Cascading 2.5 represents one of the few products in either the commercial or open source ecosystem for simplifying the development of Hadoop applications while integrating with a rich and varied ecosystem of products as illustrated below:
The graphic shows how Cascading 2.5 supports all major Hadoop distributions in addition to an impressive list of development languages, database platforms and cloud platforms. In an interview with Cloud Computing Today, Concurrent CEO Gary Nakamura and CTO Chris Wensel noted the uniqueness of Cascading in the Big Data landscape, particularly given its iterative refinement in collaboration with the likes of Twitter, eBay and The Climate Corporation over a period of more than five years.
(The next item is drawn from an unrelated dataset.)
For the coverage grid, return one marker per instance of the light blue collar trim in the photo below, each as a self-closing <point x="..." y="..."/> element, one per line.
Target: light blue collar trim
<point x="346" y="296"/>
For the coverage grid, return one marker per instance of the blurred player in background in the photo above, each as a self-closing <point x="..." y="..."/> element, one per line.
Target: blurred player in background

Today’s announcement regarding the general availability of Cascading 2.5 is accompanied by news of the general availability of Lingual, an ANSI-compliant SQL interface that allows developers to use SQL commands to query data stored in Hadoop clusters. Unlike Apache’s Hive project, Lingual’s ANSI-standard SQL interface enables developers to deploy authentic SQL commands as opposed to HIVE’s SQL-like syntax. Cascading Lingual also allows for the migration of legacy SQL workloads onto Hadoop clusters, the export of Hadoop data onto BI tools such as Jaspersoft, Pentaho and Talend, and the ability to leverage the power of Cascading in conjunction with SQL to orchestrate the execution of multiple SQL queries instead of several, discrete disparate queries. The Big Data space should expect more from Concurrent as it continues to build out tools for simplifying application development on Hadoop, particularly as more and more Hadoop developers come to terms with Cascading’s advantages over MapReduce.